What do Christina Applegate, Anne Romney and Montel Williams have in common? They have all been diagnosed with Multiple Sclerosis (MS). Most people have heard of MS, but not many really know what it is. According to the National MS Society, there are nearly one million Americans and millions of others worldwide who suffer from this debilitating disease.
MS is an autoimmune disease. It has a variety of presentations, but commonly shows up as neurological and musculoskeletal complaints such as numbness or tingling, difficulty with walking, or doing other physical tasks. Depression and fatigue are also associated with MS, but are not diagnostic.
Diagnosing Multiple Sclerosis
So how is MS diagnosed? It is complicated. A neurologist is usually the best person to make the diagnosis by reviewing the patient complaints in conjunction with specific imaging findings in the central nervous system. The criteria for diagnosis include at least two “episodes” spaced apart in time and two or more brain lesions.
Because other diseases such as lupus can have similar presentations, it can be difficult to make an MS diagnosis accurately. There is one condition known as iritis or uveitis, inflammation of a portion of the eye, which is highly associated with MS. Most symptoms are caused by auto-immune destruction of the myelin lining around nerves.

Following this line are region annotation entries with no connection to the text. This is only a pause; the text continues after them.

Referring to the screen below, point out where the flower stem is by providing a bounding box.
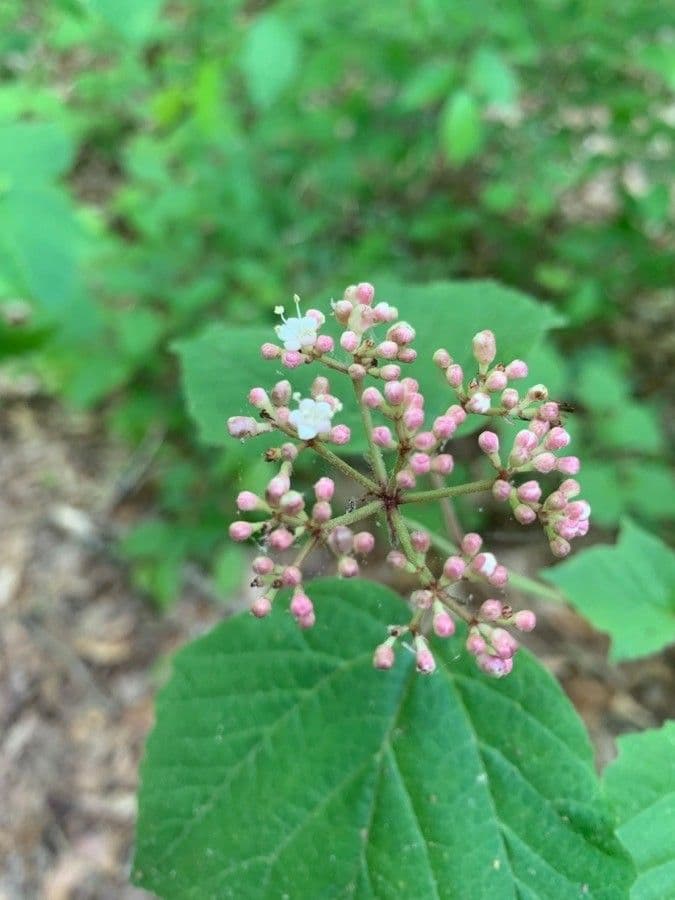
[401,478,494,503]
[405,516,565,603]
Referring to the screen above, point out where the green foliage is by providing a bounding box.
[542,520,675,660]
[175,281,559,453]
[603,722,675,900]
[134,580,633,900]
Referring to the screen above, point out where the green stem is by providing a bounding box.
[323,500,384,532]
[353,380,387,487]
[401,478,494,503]
[405,516,565,603]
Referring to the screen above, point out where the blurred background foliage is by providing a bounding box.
[0,0,675,603]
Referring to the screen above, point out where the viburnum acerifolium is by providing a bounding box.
[227,282,590,678]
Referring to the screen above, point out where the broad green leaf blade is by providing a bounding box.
[439,91,484,166]
[134,579,633,900]
[603,722,675,900]
[174,281,561,452]
[241,13,300,108]
[542,520,675,660]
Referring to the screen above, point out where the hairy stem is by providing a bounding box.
[401,478,494,503]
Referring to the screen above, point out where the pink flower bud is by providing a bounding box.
[488,566,509,587]
[229,522,253,541]
[338,556,359,578]
[433,609,455,637]
[314,334,335,353]
[410,453,431,475]
[227,416,258,438]
[410,530,431,553]
[373,425,396,449]
[433,416,457,441]
[558,478,581,500]
[290,591,314,619]
[490,628,518,659]
[526,384,548,401]
[537,401,560,422]
[387,322,415,344]
[396,347,417,363]
[387,550,408,569]
[312,500,333,523]
[513,503,537,525]
[545,426,571,450]
[445,363,464,388]
[396,469,417,491]
[361,387,384,409]
[340,331,361,353]
[513,609,537,631]
[471,553,497,578]
[356,281,375,306]
[485,369,508,392]
[492,478,511,503]
[380,365,401,381]
[248,388,270,409]
[251,556,274,575]
[384,381,405,406]
[478,600,504,622]
[532,453,558,474]
[279,491,305,516]
[443,556,466,581]
[431,453,455,475]
[373,644,395,669]
[549,537,572,559]
[415,638,436,675]
[281,566,302,587]
[557,456,581,475]
[516,481,541,503]
[462,531,483,556]
[476,653,513,678]
[472,330,497,368]
[272,380,293,406]
[251,596,272,619]
[433,347,452,369]
[403,407,424,431]
[478,431,499,455]
[354,531,375,556]
[501,388,520,409]
[265,472,291,505]
[413,431,438,453]
[267,528,295,550]
[466,629,487,656]
[260,343,281,359]
[333,300,354,325]
[281,350,304,369]
[375,341,398,359]
[505,359,529,379]
[237,491,262,512]
[329,425,352,446]
[466,391,490,415]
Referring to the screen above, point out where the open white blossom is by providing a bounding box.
[288,397,335,441]
[274,295,319,350]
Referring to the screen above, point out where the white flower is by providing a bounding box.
[288,398,334,441]
[274,295,319,350]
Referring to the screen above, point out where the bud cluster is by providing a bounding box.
[228,283,590,677]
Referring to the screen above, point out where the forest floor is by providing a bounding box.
[0,398,675,900]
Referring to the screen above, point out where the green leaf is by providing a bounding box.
[542,520,675,660]
[134,579,633,900]
[241,13,300,109]
[173,281,561,453]
[603,722,675,900]
[439,90,484,166]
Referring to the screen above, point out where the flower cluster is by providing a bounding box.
[228,283,590,677]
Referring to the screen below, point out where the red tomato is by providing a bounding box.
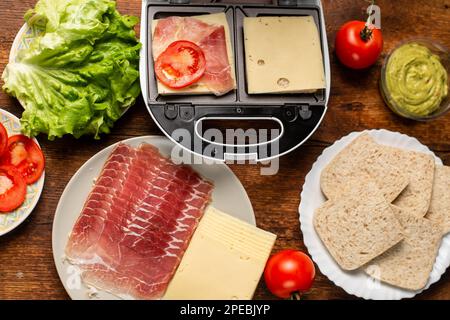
[0,166,27,212]
[1,134,45,184]
[264,250,316,299]
[155,40,206,89]
[0,123,8,156]
[335,21,383,69]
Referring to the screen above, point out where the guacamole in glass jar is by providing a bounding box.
[385,42,448,116]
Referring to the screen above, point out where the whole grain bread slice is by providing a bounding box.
[392,147,435,217]
[314,182,403,270]
[320,133,409,202]
[426,166,450,234]
[364,206,442,290]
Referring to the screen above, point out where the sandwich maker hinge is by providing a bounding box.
[164,103,195,121]
[169,0,191,4]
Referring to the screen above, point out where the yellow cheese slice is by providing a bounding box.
[152,12,236,95]
[164,208,276,300]
[244,16,325,94]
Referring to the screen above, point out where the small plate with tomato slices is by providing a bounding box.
[0,109,45,236]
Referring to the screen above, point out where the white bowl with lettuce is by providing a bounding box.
[2,0,141,140]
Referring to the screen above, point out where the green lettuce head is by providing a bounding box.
[2,0,141,139]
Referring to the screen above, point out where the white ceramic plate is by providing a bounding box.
[299,130,450,300]
[0,109,45,236]
[52,136,256,300]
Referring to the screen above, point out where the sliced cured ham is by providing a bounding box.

Once diagnosed with MS, there are as many as seven described subtypes of the disease to consider. By far the most common is relapsing-remitting MS (RRMS). Eighty percent of people with MS have RRMS. RRMS has a disease course that alternates between exacerbations that are highly symptomatic spaced between periods of remission without many symptoms.
The other types include slowly-progressive, and a rare, but rapidly-progressive subtype. While the disease itself is not considered fatal, many of those who suffer from MS also have other comorbidities such as hypertension, diabetes and fibromyalgia. Unfortunately, as many as seven to eight percent of those with MS commit suicide due to a combination of the physical ailments and the psychological implications of longterm illness.

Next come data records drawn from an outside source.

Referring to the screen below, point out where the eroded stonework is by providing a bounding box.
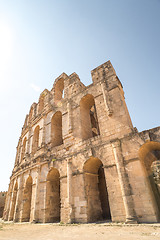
[0,192,7,218]
[3,61,160,223]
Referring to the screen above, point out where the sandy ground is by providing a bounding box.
[0,223,160,240]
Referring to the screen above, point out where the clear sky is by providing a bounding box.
[0,0,160,191]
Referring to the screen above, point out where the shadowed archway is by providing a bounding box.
[84,157,111,222]
[45,168,60,222]
[21,176,33,222]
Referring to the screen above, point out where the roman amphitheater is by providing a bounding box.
[3,61,160,223]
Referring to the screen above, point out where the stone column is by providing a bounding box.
[67,158,73,223]
[101,82,112,116]
[26,127,32,154]
[42,116,46,146]
[67,102,72,133]
[13,174,23,222]
[43,181,48,223]
[112,139,137,223]
[8,182,17,221]
[32,166,40,223]
[3,183,12,221]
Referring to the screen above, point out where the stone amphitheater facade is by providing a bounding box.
[3,61,160,223]
[0,192,7,218]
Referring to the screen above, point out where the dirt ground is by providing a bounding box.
[0,222,160,240]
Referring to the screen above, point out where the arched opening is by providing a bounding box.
[9,182,18,221]
[21,137,27,162]
[80,94,100,139]
[139,141,160,220]
[32,126,39,153]
[29,107,33,121]
[54,78,64,103]
[45,168,60,222]
[21,176,32,222]
[84,157,111,222]
[38,95,44,113]
[151,160,160,195]
[51,112,63,147]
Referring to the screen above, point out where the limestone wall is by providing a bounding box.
[0,192,7,218]
[3,61,160,223]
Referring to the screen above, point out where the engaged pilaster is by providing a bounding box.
[112,140,137,223]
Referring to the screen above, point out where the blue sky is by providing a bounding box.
[0,0,160,191]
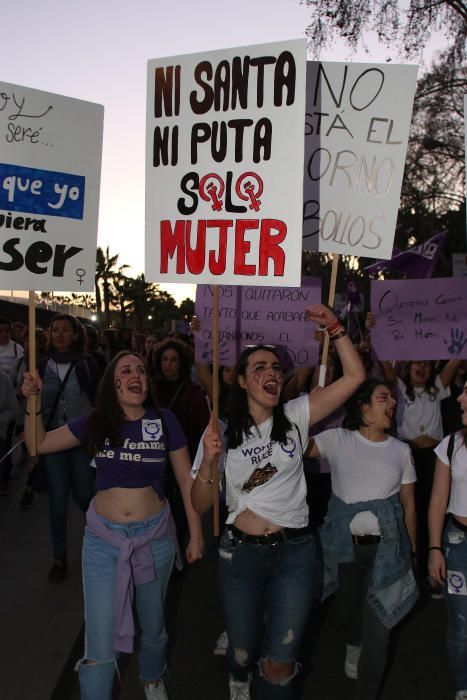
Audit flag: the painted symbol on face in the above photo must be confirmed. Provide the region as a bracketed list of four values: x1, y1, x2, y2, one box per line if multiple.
[281, 438, 297, 459]
[199, 173, 225, 211]
[235, 172, 263, 211]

There is cause for optimism regarding management of MS. First, there are many medications on the market to help. Some are disease-modifying drugs. They work by modulating the immune response which fuels MS. They can provide amazing results, but carry with them risks including development of certain infections and cancers. There are other ways to help with the disease itself, including physical therapy, massage, acupuncture, dietary changes, and brain stimulation. There are also medications to manage symptoms, but not aimed at altering the course of the disease.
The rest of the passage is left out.